For the first time, McGill researchers have detected regions of high rigidity within the developing tumour microenvironment (TME) of breast cancer tumours. These findings, published in Nature Communications, suggest new possibilities for mapping the progression of invasive tumours based on the physical properties of the TME, including tissue stiffness.
The TME, the area surrounding cancer cells, is enriched with several different cell types, blood vessels, and components of the extracellular matrix. The TME can impact tumour progression, determining whether a primary tumour will metastasize and spread to another site within the body, remain dormant, or be terminated.
Stephanie Mok, first author of the study and Ph.D candidate in the Faculty of Chemical Engineering, spoke to the The McGill Tribune about the aims of her research and its potential implications for breast cancer treatment.
“It can be hard to predict when tumours become aggressive, [so] we wanted [to put] a physical biomarker within tumours that can experience what a cell does,” Mok said.
Smart hydrogels are stimuli-responsive gels that rapidly change their shape in response to alterations in pH, temperature, and in the presence of specific chemicals. The first hydrogels used within human tissues were proposed in 1960, after which they became popularized for biomedical applications such as drug delivery. A variety of materials, both naturally derived and synthetic, can be used to make hydrogels.
Mok and her team developed injectable thermo-responsive hydrogels that remain intact at body temperature and expand at lower temperatures. The degree to which these gels can expand is a direct indication of the “stiffness” of surrounding tissues.
“The goal of making a sensor system to measure internal stiffness within tumours was done because we didn’t know what physical profiles looked like in tumours,” Mok said.
Mok explained that hydrogels must be functionalized with a tag, such as a simple peptide sequence. This tag ensures that the immune system will not consider the hydrogel a foreign invader, a complication that could lead to rejection.
“We were excited to see that the hydrogel probes remained in animals for a whole month without creating any adverse effects,” Mok said. “Hydrogels must be made to look more ‘native,’ allowing binding to neighbouring cells, similar to how a cell senses its environment. Any hydrogel material without functionalization looks like a blank space [to surrounding] cells, and [they] won’t react with it.”
Mechanobiology, the study of the physical forces that act on cells and tissues, is an emerging field in medicine that has recently been applied to oncology. Once cancer cells have spread successfully, secondary tumours must continue mutating to adapt to their new environment. Their ability to rapidly adapt to changing microenvironments is what makes cancer cells so difficult to eliminate.
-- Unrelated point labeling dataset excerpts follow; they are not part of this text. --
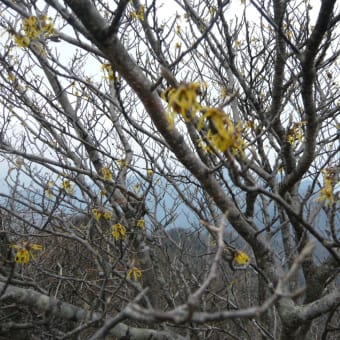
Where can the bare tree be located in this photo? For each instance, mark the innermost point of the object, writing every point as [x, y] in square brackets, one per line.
[169, 169]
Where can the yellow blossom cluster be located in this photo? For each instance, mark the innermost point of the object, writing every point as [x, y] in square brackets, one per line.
[99, 213]
[32, 28]
[183, 101]
[24, 251]
[326, 194]
[139, 15]
[106, 173]
[118, 231]
[241, 258]
[222, 135]
[140, 223]
[122, 163]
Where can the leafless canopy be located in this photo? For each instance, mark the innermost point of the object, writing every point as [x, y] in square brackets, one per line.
[169, 169]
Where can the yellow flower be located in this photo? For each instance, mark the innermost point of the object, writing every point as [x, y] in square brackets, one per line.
[108, 68]
[106, 173]
[97, 214]
[21, 41]
[122, 163]
[241, 258]
[139, 15]
[48, 28]
[24, 251]
[31, 28]
[118, 231]
[140, 223]
[134, 273]
[67, 186]
[183, 101]
[223, 134]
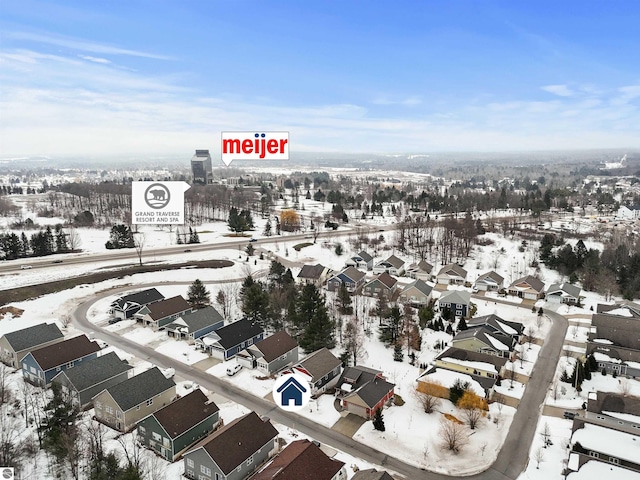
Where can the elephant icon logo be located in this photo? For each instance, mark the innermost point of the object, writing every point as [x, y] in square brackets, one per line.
[157, 195]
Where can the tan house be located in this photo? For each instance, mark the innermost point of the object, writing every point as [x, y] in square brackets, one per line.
[128, 402]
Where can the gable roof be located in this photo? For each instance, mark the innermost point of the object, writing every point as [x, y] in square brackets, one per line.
[419, 285]
[492, 276]
[96, 370]
[535, 283]
[139, 298]
[33, 336]
[200, 319]
[64, 352]
[453, 268]
[237, 332]
[165, 308]
[313, 272]
[276, 345]
[186, 412]
[237, 441]
[142, 387]
[461, 297]
[320, 363]
[300, 460]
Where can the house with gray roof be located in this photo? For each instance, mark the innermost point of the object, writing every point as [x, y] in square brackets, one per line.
[84, 381]
[416, 293]
[563, 293]
[458, 301]
[39, 366]
[122, 405]
[178, 426]
[127, 306]
[233, 452]
[193, 325]
[15, 345]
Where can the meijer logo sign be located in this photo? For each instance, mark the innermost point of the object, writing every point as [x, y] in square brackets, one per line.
[254, 146]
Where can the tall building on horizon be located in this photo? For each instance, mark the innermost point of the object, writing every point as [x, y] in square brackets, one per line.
[201, 167]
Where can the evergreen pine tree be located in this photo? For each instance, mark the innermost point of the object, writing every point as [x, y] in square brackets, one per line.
[378, 420]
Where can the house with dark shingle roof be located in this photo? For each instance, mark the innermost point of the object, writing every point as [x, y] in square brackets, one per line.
[122, 405]
[196, 324]
[226, 342]
[127, 306]
[272, 354]
[234, 451]
[15, 345]
[84, 381]
[178, 426]
[162, 313]
[321, 368]
[382, 286]
[39, 366]
[302, 460]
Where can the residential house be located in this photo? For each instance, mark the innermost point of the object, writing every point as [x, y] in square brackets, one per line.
[322, 370]
[364, 390]
[164, 312]
[122, 405]
[489, 282]
[482, 340]
[420, 271]
[40, 365]
[84, 381]
[179, 425]
[15, 345]
[226, 342]
[195, 324]
[529, 288]
[382, 286]
[361, 260]
[452, 274]
[392, 265]
[302, 460]
[127, 306]
[563, 293]
[272, 354]
[371, 474]
[313, 274]
[350, 276]
[508, 332]
[416, 293]
[234, 451]
[458, 301]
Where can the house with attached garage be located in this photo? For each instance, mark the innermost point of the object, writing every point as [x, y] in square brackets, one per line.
[489, 282]
[226, 342]
[178, 426]
[127, 306]
[361, 260]
[15, 345]
[39, 366]
[162, 313]
[122, 405]
[458, 301]
[302, 460]
[321, 368]
[270, 355]
[233, 452]
[195, 324]
[84, 381]
[350, 276]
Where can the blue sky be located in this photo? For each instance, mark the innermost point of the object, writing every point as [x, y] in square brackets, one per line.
[166, 77]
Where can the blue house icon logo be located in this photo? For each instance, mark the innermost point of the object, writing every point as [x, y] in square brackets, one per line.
[291, 392]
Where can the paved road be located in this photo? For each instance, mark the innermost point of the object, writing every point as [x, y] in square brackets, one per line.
[511, 460]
Research shows tumour penetration in two-dimensional models are incapable of capturing the complex cellular dynamics that occur in vivo, meaning within a living organism. By culturing cells in a three-dimensional matrix, scientists have demonstrated that cells do not continuously proliferate as they do on two-dimensional cell plates. In three-dimensional models, cells form higher order structures that more accurately depict the formation of real tumours.
The McGill team of researchers hopes their study will open doors for understanding the effect of the local mechanical microenvironments on the complex processes of cancer progression.
“We are hopeful [that] in the future these findings can improve the mapping of progression in invasive cancers,” Mok said. “However, the goal of our study was to emphasize the importance of asking basic questions from a multidisciplinary perspective.”